Sarwar Md. Saifullah Khaled | Monday, 26 September 2016


The conclusions reached as per a new analysis from the Organisation for Economic Co-operation and Development (OECD) are that, the governments around the world have to focus on investing in education and health to help break out of the low-growth trap and at the same time convince people that globalisation has tangible benefits. In the new OECD analysis it repeats its forecast that global growth will remain at about 3.0 per cent in 2016 and the next year. The OECD also warns that monetary policy is overburdened and simultaneously creating risky financial distortions.
The OECD maintains that the world economy remains in a low-growth trap with persistent growth disappointments weighing on growth expectations and feeding back into weak trade, investment, productivity and wages. As a measure it suggests that fiscal policy should take advantage of low borrowing costs to increase spending with a view to enhancing economic growth.
The OECD's forecast for global economic growth has little changed from its June 2016 forecast. The outlook for emerging economies has improved but growth prospects in advanced economies have deteriorated.

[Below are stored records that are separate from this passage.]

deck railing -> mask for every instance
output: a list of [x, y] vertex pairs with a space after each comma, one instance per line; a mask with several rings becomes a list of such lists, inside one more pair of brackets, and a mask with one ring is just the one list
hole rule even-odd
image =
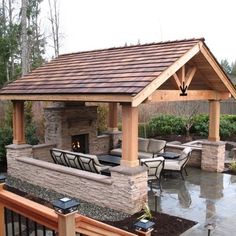
[[[18, 196], [0, 184], [0, 236], [14, 235], [88, 235], [135, 236], [78, 213], [62, 215], [53, 209]], [[16, 232], [16, 229], [18, 232]]]

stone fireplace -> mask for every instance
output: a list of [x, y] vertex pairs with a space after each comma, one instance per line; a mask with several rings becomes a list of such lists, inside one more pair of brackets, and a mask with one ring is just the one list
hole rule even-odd
[[46, 143], [77, 152], [109, 153], [110, 135], [97, 136], [97, 106], [55, 102], [45, 108], [44, 115]]
[[73, 152], [89, 153], [89, 134], [72, 136], [71, 148]]

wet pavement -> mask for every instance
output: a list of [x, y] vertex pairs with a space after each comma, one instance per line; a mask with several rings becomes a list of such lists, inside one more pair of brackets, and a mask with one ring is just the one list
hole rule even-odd
[[162, 193], [153, 184], [152, 210], [197, 221], [183, 236], [236, 235], [236, 176], [188, 168], [183, 181], [178, 173], [162, 179]]

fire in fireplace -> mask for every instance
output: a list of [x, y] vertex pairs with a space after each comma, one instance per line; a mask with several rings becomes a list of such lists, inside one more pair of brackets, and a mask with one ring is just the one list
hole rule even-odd
[[88, 134], [80, 134], [72, 136], [72, 150], [73, 152], [89, 153], [89, 138]]

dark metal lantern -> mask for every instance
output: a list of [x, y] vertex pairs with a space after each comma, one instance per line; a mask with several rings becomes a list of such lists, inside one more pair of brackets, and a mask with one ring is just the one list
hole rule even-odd
[[77, 211], [79, 202], [74, 199], [64, 197], [54, 201], [52, 205], [56, 212], [61, 214], [68, 214]]
[[154, 225], [155, 225], [154, 222], [146, 220], [146, 219], [142, 219], [134, 224], [136, 230], [144, 231], [144, 232], [152, 230]]
[[0, 184], [5, 183], [6, 176], [5, 175], [0, 175]]

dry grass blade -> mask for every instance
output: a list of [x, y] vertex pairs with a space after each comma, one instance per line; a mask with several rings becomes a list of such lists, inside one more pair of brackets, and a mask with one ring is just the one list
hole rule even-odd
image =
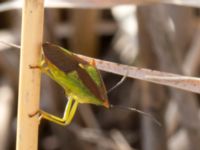
[[[200, 7], [198, 0], [109, 0], [109, 1], [94, 1], [94, 0], [46, 0], [45, 8], [111, 8], [117, 5], [147, 5], [147, 4], [173, 4], [189, 7]], [[0, 5], [0, 12], [13, 9], [21, 9], [22, 1], [16, 0], [4, 2]]]
[[[15, 44], [10, 44], [7, 42], [0, 41], [0, 43], [20, 48]], [[94, 58], [76, 54], [84, 60], [91, 61]], [[183, 76], [173, 73], [161, 72], [151, 69], [138, 68], [128, 65], [122, 65], [114, 62], [103, 61], [100, 59], [95, 59], [96, 66], [98, 69], [129, 78], [139, 79], [143, 81], [153, 82], [161, 85], [167, 85], [170, 87], [182, 89], [189, 92], [194, 92], [200, 94], [200, 78]]]

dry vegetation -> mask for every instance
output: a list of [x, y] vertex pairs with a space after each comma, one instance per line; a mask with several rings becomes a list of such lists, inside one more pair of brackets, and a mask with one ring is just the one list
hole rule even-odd
[[[200, 74], [200, 2], [182, 0], [179, 5], [167, 5], [175, 1], [165, 0], [160, 4], [159, 0], [152, 0], [156, 3], [141, 5], [146, 1], [111, 9], [109, 6], [117, 0], [111, 0], [108, 5], [76, 1], [74, 6], [60, 0], [63, 3], [59, 5], [58, 1], [54, 6], [68, 9], [45, 10], [44, 41], [101, 60], [173, 73], [154, 74], [128, 68], [133, 72], [132, 75], [129, 72], [129, 77], [145, 81], [128, 78], [109, 93], [110, 103], [148, 112], [162, 127], [134, 112], [81, 105], [69, 126], [41, 122], [39, 150], [200, 149], [200, 100], [199, 95], [193, 93], [200, 93], [199, 79], [190, 78]], [[0, 3], [0, 40], [19, 44], [21, 10], [16, 3], [6, 2]], [[48, 2], [47, 7], [53, 7], [51, 1]], [[126, 0], [124, 3], [134, 2]], [[95, 9], [78, 9], [80, 7]], [[114, 72], [109, 67], [99, 65], [98, 68], [104, 70], [102, 76], [107, 89], [121, 78], [108, 73]], [[116, 73], [120, 72], [118, 69], [114, 69]], [[120, 72], [124, 73], [124, 70]], [[18, 74], [19, 50], [0, 44], [0, 150], [15, 149]], [[146, 81], [175, 87], [178, 83], [178, 88], [187, 91]], [[65, 104], [64, 91], [42, 76], [41, 108], [62, 115]]]

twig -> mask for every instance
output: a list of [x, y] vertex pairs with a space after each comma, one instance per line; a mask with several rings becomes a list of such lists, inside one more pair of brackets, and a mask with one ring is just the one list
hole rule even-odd
[[[78, 56], [87, 61], [91, 61], [93, 59], [83, 55], [78, 55]], [[97, 68], [106, 72], [111, 72], [118, 75], [124, 75], [128, 71], [127, 77], [130, 78], [149, 81], [161, 85], [167, 85], [200, 94], [200, 78], [197, 77], [182, 76], [167, 72], [160, 72], [150, 69], [132, 67], [128, 65], [122, 65], [99, 59], [95, 59], [95, 61]]]
[[17, 150], [38, 149], [39, 119], [29, 114], [39, 109], [40, 71], [29, 65], [40, 61], [43, 36], [43, 0], [25, 0], [22, 15], [18, 97]]
[[[46, 0], [45, 8], [111, 8], [117, 5], [147, 5], [152, 3], [158, 4], [173, 4], [189, 7], [200, 7], [198, 0]], [[22, 1], [4, 2], [0, 5], [0, 12], [21, 9]]]
[[[13, 46], [6, 42], [0, 41], [0, 43], [8, 46]], [[15, 44], [14, 44], [15, 45]], [[18, 46], [14, 46], [17, 48]], [[94, 58], [87, 57], [84, 55], [75, 54], [86, 61], [92, 61]], [[122, 65], [114, 62], [104, 61], [100, 59], [94, 59], [96, 66], [99, 70], [118, 74], [124, 76], [126, 74], [129, 78], [139, 79], [143, 81], [153, 82], [161, 85], [166, 85], [189, 92], [200, 94], [200, 78], [183, 76], [174, 73], [161, 72], [151, 69], [138, 68], [128, 65]]]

Global economic growth has languished at about 3.0 per cent since the financial crisis in 2008, which is significantly below the 4.0 per cent average annual growth rate of the previous decade. Such slow growth has caused incomes to stagnate in many countries around the globe. This combined with high global income inequality has stoked a backlash against globalisation. This may have contributed to the UK's vote for Brexit and the growing support for populist movements in other countries around the world. The OECD believes "trade policies are a key lever to boost growth". But the widespread revolt against globalisation has been accompanied by a rise in protectionist policies in many countries around the world.
A trend of declining trade damages economic growth prospects for all countries but it is particularly damaging for newly emerging world economies. Participating in global economic and development chains of production helps the emerging economies gain access to new knowledge and technologies to use in their favour.
Catherine Mann, OECD's chief economist, said governments should focus on "spending that has both short-term and long-term benefits for growth but also enhances equality". Investment in education, health and childcare subsidies would substantially boost economic growth and ensure distribution of the benefits of globalisation and trade across society.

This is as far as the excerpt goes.